01/10/13 Miami Circuit Judge Beatrice A. Butchko, State of Florida 11th Jucial Circuit.
A Facebook friendship just doesn't mean what it used to, an appellate court ruled Wednesday in a dispute over a Miami judge's social media connection with a lawyer.
Miami-Dade Circuit Judge Beatrice Butchko won't have to recuse herself from a case in which her former bench colleague and Facebook friend Israel Reyes appeared before her as an attorney, the Third District Court of Appeal ruled.
The decision differs from opinions issued by another Florida appellate court and a judicial ethics advisory committee. But that's because times have changed, the judges wrote. In 2017, a Facebook friend probably isn't really a friend.
A random name drawn from a list of Facebook 'friends' probably belongs to casual friend, an acquaintance, an old classmate, a person with whom the member shares a common hobby, a 'friend of a friend' or even a local celebrity like a coach, Third DCA Judge Thomas Logue wrote, with Judges Ivan Fernandez and Edwin Scales concurring. An assumption that all Facebook 'friends' rise to the level of a close relationship that warrants disqualification simply does not reflect the current nature of this type of electronic social networking.
The North Miami firm Herssein Law Group moved to disqualify Butchko from presiding over a contract dispute against United States Automobile Association in which Reyes represents a nonparty USAA employee.
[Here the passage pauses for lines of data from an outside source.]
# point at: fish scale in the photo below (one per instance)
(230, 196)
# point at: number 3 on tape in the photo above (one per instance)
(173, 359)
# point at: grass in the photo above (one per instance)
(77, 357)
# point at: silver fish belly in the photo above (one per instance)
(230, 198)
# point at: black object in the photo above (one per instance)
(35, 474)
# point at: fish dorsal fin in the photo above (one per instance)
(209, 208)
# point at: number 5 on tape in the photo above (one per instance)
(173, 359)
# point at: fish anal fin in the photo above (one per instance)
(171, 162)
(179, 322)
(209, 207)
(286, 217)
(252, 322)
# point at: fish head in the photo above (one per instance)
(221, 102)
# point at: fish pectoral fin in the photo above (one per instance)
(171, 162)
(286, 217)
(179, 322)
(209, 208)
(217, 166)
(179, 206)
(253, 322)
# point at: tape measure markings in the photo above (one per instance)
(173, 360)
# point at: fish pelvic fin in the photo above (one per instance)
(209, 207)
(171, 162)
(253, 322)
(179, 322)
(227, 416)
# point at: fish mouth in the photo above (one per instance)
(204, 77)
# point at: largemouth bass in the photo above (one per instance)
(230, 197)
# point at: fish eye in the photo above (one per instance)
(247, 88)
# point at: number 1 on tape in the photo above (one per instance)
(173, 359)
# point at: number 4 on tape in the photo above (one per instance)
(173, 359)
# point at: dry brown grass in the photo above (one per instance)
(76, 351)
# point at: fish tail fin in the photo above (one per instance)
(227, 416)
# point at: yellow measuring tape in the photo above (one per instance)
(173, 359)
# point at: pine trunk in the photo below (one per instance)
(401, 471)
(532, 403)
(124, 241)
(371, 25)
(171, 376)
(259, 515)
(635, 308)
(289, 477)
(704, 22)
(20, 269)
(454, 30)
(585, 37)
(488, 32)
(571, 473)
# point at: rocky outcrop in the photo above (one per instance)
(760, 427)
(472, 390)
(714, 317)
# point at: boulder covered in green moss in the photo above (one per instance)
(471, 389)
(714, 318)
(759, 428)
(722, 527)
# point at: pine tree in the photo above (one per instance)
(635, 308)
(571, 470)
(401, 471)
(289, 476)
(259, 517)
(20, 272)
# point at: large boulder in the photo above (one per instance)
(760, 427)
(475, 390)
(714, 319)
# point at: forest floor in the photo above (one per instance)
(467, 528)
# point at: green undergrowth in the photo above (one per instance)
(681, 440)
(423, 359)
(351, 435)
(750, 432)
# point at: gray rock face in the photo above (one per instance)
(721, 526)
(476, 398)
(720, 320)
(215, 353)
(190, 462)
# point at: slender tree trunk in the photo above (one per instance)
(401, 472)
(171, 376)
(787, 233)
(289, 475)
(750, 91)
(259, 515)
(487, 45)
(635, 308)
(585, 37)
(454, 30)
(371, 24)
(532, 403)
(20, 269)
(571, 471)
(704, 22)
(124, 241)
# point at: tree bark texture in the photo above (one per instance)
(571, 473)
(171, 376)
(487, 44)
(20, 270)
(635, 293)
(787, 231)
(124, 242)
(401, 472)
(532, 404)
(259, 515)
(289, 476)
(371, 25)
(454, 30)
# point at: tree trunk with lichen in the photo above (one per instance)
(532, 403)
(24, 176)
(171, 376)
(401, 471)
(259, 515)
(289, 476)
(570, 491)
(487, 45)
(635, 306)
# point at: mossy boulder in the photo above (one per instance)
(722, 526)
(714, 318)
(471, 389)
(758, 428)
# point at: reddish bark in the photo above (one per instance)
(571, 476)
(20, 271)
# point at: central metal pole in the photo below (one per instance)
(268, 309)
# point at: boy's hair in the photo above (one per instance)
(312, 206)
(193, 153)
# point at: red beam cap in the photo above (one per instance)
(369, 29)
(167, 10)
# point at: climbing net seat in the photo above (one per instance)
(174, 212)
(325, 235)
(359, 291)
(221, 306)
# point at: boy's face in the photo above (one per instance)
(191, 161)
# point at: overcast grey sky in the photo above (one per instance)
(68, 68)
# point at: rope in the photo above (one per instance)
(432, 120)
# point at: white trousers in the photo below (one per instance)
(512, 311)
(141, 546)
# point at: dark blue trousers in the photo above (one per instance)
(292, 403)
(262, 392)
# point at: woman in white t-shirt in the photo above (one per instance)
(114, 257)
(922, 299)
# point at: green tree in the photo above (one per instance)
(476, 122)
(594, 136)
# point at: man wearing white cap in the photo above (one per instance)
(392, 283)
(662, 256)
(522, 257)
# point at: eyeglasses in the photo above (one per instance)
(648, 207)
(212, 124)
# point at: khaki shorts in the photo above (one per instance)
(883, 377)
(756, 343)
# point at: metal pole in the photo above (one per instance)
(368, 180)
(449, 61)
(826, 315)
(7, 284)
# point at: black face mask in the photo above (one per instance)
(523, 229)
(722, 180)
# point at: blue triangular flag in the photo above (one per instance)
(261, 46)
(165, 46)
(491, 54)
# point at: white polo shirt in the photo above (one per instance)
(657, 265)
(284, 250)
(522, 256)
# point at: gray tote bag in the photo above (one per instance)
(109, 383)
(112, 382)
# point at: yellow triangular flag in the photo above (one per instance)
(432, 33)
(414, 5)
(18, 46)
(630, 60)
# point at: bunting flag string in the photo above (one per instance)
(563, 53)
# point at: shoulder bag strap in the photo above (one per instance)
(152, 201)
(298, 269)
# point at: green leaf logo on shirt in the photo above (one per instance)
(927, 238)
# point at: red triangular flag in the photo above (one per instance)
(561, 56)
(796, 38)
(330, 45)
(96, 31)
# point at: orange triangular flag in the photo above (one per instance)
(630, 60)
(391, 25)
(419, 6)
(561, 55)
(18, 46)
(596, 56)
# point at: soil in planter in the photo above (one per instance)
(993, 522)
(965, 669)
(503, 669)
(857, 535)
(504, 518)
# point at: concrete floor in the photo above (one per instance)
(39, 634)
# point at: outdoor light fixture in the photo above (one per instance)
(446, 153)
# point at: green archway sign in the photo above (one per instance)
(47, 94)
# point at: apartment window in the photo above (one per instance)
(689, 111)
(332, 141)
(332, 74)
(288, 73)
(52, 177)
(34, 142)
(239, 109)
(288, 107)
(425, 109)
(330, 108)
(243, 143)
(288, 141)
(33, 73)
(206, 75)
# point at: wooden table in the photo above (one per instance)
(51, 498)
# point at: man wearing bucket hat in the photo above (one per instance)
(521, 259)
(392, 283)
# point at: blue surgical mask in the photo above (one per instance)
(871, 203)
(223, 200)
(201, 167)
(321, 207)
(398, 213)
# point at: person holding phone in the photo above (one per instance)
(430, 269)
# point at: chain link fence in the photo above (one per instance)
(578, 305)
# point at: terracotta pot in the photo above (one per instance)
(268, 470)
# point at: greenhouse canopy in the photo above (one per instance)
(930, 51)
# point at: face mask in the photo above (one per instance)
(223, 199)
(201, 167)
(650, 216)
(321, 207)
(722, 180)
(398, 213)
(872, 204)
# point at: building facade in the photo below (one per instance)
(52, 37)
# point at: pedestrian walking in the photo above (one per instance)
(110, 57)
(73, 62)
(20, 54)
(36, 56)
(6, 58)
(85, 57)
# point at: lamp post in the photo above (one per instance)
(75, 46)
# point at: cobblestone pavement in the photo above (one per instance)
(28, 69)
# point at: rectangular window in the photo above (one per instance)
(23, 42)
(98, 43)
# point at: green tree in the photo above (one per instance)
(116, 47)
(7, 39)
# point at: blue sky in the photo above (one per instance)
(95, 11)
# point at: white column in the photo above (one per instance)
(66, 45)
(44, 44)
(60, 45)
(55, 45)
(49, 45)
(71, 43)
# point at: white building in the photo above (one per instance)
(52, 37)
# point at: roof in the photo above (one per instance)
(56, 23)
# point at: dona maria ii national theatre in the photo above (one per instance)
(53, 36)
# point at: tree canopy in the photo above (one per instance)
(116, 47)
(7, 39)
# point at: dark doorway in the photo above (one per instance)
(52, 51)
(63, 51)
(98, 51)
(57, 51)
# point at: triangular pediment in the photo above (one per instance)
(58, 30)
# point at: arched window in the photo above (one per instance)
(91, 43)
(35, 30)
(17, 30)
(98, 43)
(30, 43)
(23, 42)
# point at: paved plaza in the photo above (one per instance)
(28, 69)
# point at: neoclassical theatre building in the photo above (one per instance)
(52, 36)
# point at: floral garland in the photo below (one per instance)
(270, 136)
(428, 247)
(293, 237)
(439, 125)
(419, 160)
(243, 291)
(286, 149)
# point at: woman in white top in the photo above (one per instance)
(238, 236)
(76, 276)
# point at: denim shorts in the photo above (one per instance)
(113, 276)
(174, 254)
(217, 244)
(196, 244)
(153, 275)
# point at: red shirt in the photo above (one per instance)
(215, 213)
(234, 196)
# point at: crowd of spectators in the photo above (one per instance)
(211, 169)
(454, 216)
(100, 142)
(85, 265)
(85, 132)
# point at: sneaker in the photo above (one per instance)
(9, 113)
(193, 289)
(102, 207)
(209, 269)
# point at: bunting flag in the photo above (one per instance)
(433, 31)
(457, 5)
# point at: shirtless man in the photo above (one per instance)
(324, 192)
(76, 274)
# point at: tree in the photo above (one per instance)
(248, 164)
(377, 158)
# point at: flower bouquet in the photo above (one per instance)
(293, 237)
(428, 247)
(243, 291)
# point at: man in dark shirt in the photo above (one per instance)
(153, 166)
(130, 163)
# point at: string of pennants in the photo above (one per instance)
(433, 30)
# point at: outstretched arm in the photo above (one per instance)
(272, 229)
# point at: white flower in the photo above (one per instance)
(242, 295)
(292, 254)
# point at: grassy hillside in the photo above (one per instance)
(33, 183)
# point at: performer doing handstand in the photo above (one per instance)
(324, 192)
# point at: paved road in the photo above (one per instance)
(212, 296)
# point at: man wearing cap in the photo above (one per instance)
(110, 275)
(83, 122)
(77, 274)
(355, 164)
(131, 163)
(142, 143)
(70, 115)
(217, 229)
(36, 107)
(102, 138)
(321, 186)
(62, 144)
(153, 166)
The firm argued Butchko could not be impartial in a case involving Reyes, echoing the reasoning of a 2009 ethics opinion from a Florida Supreme Court committee.
Listing lawyers who may appear before the judge as 'friends' on a judge's social networking page reasonably conveys to others the impression that these lawyer 'friends' are in a special position to influence the judge, the committee wrote.
The Fourth District Court of Appeal relied on the committee's logic in its 2012 Domville v. State opinion, which disqualified a judge from a case for being Facebook friends with the prosecutor.
But the Third DCA found the committee's opinion just doesn't jibe with today's reality. Some Facebook friendships may represent a close relationship that warrants recusal, the judges wrote, but many don't. Even a real-life friendship is not a basis for disqualification on its own, as rural judges would hardly be able to do their jobs if that were the case, the court wrote.
Reuven Herssein, who represents his firm in the case, said the Third DCA's opinion ignored the judicial canons that judges are in a special position in our society and must avoid even the appearance of impropriety.